Quite a few people asked offline for a fortran version of the tests I indicated in the last post on this subject. So here is the basic code and its performance. What is interesting is that, for the same inputs as the C code, with no heroic loop unrolling/unwinding, the Fortran is about 3x faster than the C. Well, except for ifort. But we will get into that more later on.

program rzf

integer i,j,k,milestone,n,rc,inf

double precision total,p_sum,sum,delta_t,pi, pi_exact

n = 0

sum = 0.0d0

pi_exact = 4.0d0*atan(1.0d0)

print *,"Enter the order of the Riemann zeta function"

read *,n

print *,"Enter the limit of the summation (effectively infinity)"

read *,inf

do k=inf-1,1,-1

sum = sum + dble(k)**(-n)

enddo

print *,"zeta(",n,") = ",sum

if (n .eq. 2) then

pi = sqrt(sum*6.0d0)

print *,"pi = ",pi

print *,"error in pi = ",pi_exact-pi

print *,"relative error in pi = ",(pi_exact-pi)/pi_exact

endif

end

So I created a file named “in” which has these 2 lines.

2

100000000

These are the same as inputs I used in the other code.

With basic -O optimization

compiler | loop time (s) |
---|---|

gcc | 1.3 |

icc | 3.8 |

pgcc | 1.3 |

Ok.

This is about 3x the performance (for gfortran 4.2.1, pgf90 7.1-1) and a little better with ifort 10.0.023.

Hmm. Ok, lets turn on maximum optimization and see what happens.

compiler | loop time (s) |
---|---|

gcc | 1.2 |

icc | 3.6 |

pgcc | 1.2 |

Hmmm…

Ok, I won’t dig into the generated assembly language that much, but I am willing to bet that we would see what we saw before. SSE used with half registers.

Before we do that though, note that I exploited the intrinsic fortran power function with an integer argument. My guess is that it replaced the function call to pow with a simple loop, much like my hand optimized C version from the previous example.

Well, it is a little more complex than that.
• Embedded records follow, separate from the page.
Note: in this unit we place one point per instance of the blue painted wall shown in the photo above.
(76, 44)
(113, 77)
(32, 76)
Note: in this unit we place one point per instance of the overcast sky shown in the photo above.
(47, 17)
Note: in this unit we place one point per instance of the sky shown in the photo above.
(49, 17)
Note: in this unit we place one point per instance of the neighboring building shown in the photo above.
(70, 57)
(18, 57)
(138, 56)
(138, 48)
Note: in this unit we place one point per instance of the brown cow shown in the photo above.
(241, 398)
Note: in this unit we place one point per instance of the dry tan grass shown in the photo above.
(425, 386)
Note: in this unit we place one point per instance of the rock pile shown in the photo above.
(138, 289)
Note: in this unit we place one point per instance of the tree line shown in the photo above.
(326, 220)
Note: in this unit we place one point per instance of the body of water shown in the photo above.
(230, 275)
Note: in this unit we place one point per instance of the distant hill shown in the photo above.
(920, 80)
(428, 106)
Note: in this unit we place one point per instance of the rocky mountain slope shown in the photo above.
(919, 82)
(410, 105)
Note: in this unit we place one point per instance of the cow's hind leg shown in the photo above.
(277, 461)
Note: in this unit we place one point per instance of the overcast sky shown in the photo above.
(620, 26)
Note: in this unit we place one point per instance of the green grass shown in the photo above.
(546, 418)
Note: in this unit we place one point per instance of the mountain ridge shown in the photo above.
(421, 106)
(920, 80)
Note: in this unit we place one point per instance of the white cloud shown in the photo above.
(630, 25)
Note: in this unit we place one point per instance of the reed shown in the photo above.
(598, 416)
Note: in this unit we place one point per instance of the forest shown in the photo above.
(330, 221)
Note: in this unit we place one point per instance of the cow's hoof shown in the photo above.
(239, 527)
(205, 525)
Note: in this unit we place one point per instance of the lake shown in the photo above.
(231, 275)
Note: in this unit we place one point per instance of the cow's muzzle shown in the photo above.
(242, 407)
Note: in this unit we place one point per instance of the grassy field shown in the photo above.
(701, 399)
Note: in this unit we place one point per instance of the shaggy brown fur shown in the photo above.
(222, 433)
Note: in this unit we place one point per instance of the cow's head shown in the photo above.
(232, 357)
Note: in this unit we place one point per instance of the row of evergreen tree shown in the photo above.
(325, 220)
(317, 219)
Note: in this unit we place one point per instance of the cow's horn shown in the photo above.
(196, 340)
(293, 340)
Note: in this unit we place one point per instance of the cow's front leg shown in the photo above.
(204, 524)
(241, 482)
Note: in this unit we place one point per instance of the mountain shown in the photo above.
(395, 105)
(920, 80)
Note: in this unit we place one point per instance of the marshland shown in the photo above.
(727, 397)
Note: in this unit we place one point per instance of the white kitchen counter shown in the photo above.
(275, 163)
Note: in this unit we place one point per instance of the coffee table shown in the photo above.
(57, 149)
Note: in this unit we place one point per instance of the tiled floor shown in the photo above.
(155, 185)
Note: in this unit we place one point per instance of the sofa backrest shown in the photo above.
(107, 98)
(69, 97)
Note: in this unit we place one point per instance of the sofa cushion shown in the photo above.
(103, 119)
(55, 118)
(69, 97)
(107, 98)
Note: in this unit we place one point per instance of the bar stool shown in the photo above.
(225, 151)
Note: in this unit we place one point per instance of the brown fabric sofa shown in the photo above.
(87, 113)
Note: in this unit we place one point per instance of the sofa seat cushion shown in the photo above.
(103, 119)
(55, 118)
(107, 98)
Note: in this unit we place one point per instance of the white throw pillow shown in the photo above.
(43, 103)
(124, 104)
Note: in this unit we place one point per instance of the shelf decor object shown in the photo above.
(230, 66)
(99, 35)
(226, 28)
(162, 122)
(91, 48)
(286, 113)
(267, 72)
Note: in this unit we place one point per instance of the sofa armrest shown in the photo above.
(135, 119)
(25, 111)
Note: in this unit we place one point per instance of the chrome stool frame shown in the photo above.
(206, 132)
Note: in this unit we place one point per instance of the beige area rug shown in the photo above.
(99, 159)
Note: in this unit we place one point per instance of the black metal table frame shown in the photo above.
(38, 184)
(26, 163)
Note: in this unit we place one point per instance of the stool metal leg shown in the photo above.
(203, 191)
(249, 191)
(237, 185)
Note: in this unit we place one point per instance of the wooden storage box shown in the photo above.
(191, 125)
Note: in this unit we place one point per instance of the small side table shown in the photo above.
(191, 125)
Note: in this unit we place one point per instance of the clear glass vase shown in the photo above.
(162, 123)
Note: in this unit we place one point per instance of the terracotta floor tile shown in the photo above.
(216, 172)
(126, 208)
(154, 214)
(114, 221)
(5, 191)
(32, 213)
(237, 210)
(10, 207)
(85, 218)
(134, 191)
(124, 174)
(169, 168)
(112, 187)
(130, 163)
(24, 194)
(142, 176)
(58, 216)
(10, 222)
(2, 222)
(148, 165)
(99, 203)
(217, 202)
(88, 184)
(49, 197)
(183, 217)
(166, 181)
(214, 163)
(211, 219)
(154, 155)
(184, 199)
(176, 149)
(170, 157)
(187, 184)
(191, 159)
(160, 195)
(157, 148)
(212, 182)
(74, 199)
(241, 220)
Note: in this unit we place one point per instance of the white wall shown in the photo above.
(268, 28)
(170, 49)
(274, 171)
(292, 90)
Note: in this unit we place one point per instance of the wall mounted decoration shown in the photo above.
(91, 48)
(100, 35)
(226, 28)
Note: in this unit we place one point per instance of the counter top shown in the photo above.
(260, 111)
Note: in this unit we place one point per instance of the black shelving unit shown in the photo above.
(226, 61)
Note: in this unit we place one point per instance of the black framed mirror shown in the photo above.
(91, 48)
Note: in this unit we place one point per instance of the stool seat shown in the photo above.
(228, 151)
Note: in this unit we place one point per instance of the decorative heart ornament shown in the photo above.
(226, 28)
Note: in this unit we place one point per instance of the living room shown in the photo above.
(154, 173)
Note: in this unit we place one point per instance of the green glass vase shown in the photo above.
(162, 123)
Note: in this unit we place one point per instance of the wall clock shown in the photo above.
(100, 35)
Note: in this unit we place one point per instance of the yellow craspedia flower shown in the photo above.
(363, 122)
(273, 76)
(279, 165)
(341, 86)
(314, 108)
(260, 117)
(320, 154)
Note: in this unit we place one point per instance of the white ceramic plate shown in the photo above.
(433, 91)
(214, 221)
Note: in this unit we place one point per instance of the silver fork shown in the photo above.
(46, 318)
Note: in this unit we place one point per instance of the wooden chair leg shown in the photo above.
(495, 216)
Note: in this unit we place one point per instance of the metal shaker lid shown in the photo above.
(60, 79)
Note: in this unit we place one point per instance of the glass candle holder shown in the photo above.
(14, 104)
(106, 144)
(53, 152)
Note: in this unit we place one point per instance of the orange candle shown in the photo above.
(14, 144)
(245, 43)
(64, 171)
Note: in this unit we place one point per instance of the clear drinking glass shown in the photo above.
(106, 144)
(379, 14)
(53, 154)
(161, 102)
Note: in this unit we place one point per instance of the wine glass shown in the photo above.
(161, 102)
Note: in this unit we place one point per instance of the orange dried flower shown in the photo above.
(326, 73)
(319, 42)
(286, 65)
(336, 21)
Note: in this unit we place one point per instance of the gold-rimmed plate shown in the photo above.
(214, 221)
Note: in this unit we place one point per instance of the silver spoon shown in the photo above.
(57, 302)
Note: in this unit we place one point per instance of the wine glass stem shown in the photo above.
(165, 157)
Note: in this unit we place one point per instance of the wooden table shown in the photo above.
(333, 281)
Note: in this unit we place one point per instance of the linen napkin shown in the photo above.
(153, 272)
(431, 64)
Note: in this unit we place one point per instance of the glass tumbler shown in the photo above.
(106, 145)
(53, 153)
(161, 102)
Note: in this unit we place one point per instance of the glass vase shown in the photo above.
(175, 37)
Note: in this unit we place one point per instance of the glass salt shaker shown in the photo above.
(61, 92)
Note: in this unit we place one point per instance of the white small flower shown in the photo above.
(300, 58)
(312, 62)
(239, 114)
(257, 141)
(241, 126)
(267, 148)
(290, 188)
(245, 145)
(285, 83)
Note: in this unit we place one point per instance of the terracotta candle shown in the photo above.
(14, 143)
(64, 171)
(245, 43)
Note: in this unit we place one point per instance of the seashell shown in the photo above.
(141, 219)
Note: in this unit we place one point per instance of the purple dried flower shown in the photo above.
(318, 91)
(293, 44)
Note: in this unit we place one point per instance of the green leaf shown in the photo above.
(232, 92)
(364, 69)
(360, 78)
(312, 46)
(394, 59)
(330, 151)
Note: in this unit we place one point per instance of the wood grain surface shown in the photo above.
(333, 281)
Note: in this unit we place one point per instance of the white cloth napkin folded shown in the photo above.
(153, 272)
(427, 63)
Notice how I used k**-n or more precisely, dble(k)**(-n). This effectively avoids a division. Divisions are expensive. And you might note that I used one in the C code. Ok, lets change than line back to

sum = sum + 1.0d0/dble(k)**(n)

What happens to the optimized performance?

compiler | loop time (s) |
---|---|

gcc | 1.1 |

icc | 3.5 |

pgcc | 1.0 |

Wow. ~10% performance delta (better) for letting a “more expensive” operation stay in.

Counter-intuitive.

Ok, what about a loop unrolling? What happens if I do the same thing I did with the C code? Not heroic effort, but reasonable effort?

Here is what the code looks like now:

program rzf

integer i,j,k,milestone,n,rc,inf

double precision total,sum,delta_t,pi, pi_exact

double precision l(4),p_sum(4),d_pow(4),unroll_array(4)

integer start_index,end_index,unroll

n = 0

sum = 0.0d0

pi_exact = 4.0d0*atan(1.0d0)

unroll = 4

print *,"Enter the order of the Riemann zeta function"

read *,n

print *,"Enter the limit of the summation (effectively infinity)"

read *,inf

start_index = inf - mod(inf,unroll)

end_index = unroll

print *," start index = ",start_index

print *," end index = ",end_index

do i=1,4

p_sum(i) = 0.0d0

unroll_array(i) = dble(unroll)

enddo

do k=inf-1,start_index+1,-1

sum = sum + dble(k)**(-n)

enddo

do i=1,4

l(i) = dble(start_index-i+1)

enddo

do k=start_index,end_index+1,-unroll

do i=1,4

d_pow(i) = l(i)

enddo

do j=n,2,-1

do i=1,4

d_pow(i) = d_pow(i) * l(i)

enddo

enddo

do i=1,4

p_sum(i) = p_sum(i) + 1.0d0 / d_pow(i)

enddo

do i=1,4

l(i) = l(i) - unroll_array(i)

enddo

enddo

do i=1,4

sum = sum + p_sum(i)

enddo

do k=end_index,1,-1

sum = sum + dble(k)**(-n)

enddo

print *,"zeta(",n,") = ",sum

if (n .eq. 2) then

pi = sqrt(sum*6.0d0)

print *,"pi = ",pi

print *,"error in pi = ",pi_exact-pi

print *,"relative error in pi = ",(pi_exact-pi)/pi_exact

endif

end

And this is the performance:

compiler | loop time (s) |
---|---|

gfortran | 0.85 (0.84 when we use -ftree-vectorize on gfortran 4.2) |

ifort | 1.0 (note: if we use -O2, and no -xW, we get 0.80) |

pgf90 | 1.0 |

Ok, this is showing that additional (possibly heroic) efforts to do non-algorithmic shift optimization in Fortran are going to give diminishing returns at best. It also shows that most of the fortran compilers do a pretty good job on optimization of simple loops.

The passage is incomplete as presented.